Sep 17, 2017

Caught between (ground) truth and the (LS) fit

Since my last blog post, I've been trying to apply the method of least squares (LS) to the problem of aligning the local frames of 2 different phones running an ARKit based UI (in fact, a Unity game).  Along the way, I had to understand the differences between various nonlinear LS methods: the simplest of them all is the Gauss-Newton method, which requires just a Jacobian (partial differential matrix of the observable as a function of the state elements), but can't deal with losing a rank in the Jacobian.

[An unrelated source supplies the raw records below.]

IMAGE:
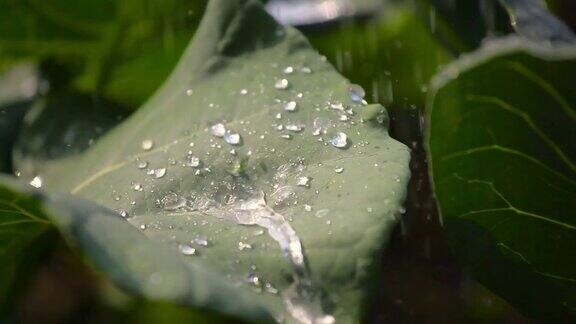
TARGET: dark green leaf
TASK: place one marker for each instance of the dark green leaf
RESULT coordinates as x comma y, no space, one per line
532,20
502,145
22,222
229,74
17,88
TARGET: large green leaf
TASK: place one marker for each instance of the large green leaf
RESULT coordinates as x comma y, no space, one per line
330,228
21,224
60,125
99,45
502,145
18,86
134,262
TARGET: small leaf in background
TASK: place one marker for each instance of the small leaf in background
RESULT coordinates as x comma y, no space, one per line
18,86
257,165
501,143
532,20
22,223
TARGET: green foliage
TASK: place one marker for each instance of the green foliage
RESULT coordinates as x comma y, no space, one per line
501,143
228,74
22,223
121,50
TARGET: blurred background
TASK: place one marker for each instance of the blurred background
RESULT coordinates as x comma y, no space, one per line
111,55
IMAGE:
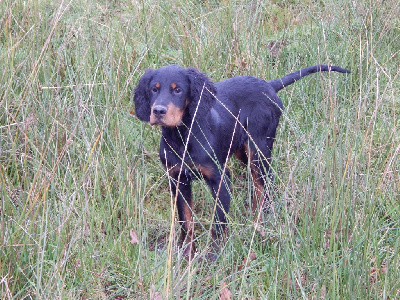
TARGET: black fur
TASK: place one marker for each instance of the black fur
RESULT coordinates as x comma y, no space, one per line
220,118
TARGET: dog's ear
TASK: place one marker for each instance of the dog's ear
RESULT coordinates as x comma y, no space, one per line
141,96
201,89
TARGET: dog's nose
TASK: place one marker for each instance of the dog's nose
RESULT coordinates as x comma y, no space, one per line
159,111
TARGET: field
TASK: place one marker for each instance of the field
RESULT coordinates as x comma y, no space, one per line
86,211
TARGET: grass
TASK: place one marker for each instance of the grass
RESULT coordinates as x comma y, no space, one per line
79,174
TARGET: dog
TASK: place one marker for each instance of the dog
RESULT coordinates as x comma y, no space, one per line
204,123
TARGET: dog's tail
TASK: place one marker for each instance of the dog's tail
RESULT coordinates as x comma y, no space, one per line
280,83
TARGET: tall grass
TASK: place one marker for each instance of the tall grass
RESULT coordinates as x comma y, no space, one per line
80,175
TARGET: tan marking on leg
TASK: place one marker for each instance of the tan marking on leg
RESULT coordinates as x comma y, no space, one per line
187,238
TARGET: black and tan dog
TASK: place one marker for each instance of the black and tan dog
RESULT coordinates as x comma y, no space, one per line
204,123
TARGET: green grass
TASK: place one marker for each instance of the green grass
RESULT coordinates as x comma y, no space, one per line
78,171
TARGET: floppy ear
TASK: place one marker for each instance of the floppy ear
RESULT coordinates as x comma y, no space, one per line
141,96
200,86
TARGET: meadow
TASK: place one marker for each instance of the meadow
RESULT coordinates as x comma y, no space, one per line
85,209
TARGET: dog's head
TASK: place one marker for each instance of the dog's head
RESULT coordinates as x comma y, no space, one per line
164,96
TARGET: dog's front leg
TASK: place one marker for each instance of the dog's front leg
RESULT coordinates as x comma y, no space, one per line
220,187
184,205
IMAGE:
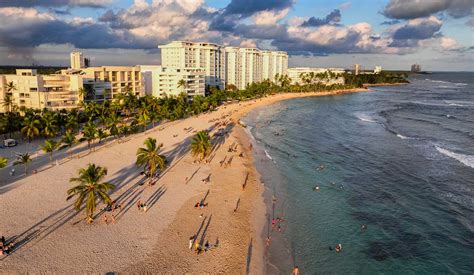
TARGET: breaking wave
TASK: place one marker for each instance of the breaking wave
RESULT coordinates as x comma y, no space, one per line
467,160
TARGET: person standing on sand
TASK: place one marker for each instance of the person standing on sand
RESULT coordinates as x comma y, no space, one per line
191,241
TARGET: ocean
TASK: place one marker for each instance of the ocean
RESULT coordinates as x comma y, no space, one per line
399,160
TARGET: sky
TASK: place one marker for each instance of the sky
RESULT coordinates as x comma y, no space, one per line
438,34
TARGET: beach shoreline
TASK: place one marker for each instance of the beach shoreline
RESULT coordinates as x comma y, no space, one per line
155,241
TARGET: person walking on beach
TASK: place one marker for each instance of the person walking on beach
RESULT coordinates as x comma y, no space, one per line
191,241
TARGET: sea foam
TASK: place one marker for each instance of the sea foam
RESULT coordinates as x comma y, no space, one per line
467,160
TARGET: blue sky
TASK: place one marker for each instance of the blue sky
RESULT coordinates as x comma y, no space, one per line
438,34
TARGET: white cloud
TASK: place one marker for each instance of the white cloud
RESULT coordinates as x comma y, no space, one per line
269,17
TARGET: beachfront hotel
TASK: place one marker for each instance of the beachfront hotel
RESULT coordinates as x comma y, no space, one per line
122,79
32,90
208,57
167,81
297,75
225,65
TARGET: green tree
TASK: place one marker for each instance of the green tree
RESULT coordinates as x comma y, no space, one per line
90,133
23,159
50,127
182,85
3,162
49,147
71,122
150,158
31,128
101,135
201,145
90,189
8,101
69,139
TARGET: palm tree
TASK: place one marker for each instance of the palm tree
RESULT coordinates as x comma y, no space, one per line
23,159
149,157
182,85
3,162
90,133
112,123
69,139
90,188
8,101
30,127
50,127
49,147
201,145
71,122
142,117
102,134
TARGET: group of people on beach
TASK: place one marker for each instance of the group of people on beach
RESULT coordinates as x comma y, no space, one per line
5,248
198,247
141,206
110,208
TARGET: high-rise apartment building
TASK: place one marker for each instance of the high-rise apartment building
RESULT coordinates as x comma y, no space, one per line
357,69
415,68
225,65
166,81
77,60
274,63
198,55
32,90
247,65
301,75
121,78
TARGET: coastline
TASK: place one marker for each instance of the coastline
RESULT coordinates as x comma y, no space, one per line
157,240
386,84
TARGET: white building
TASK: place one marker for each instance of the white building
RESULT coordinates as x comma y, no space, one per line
274,63
122,79
208,57
77,60
247,65
32,90
225,65
160,81
299,75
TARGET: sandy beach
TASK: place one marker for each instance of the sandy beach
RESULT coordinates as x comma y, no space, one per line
51,236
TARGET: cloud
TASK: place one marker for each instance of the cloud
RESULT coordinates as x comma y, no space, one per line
333,18
269,17
227,18
391,22
26,28
246,8
55,3
417,29
345,6
449,44
411,9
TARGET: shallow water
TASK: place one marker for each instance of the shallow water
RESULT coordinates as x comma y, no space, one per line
400,160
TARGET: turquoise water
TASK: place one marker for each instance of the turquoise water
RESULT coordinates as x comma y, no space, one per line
400,161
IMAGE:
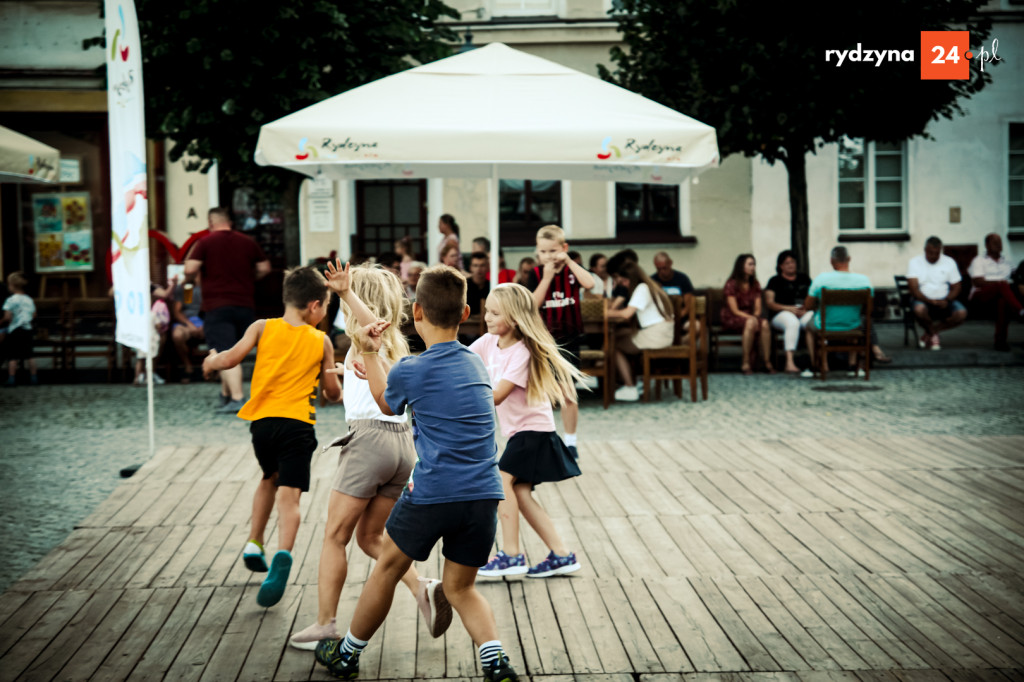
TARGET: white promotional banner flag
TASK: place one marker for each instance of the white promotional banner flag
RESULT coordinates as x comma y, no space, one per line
129,229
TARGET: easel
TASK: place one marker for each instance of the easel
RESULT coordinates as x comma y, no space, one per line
65,278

Also, for some random values of initial state guesses, the iteration jumps around wildly, which is a bit unsettling.  Originally, I tried to symbolically write out the Jacobian terms, but because the geometry involves 5 different frames, taking the derivative of so many Quaternion laden terms fills one entire page--for just 1 term.  So I settled on a numerical method instead.  Given the considerable difficulty with even the single partial differential, I wasn't going to try my luck with double partial differential necessary for the Hessian--which is necessary for Newton's method.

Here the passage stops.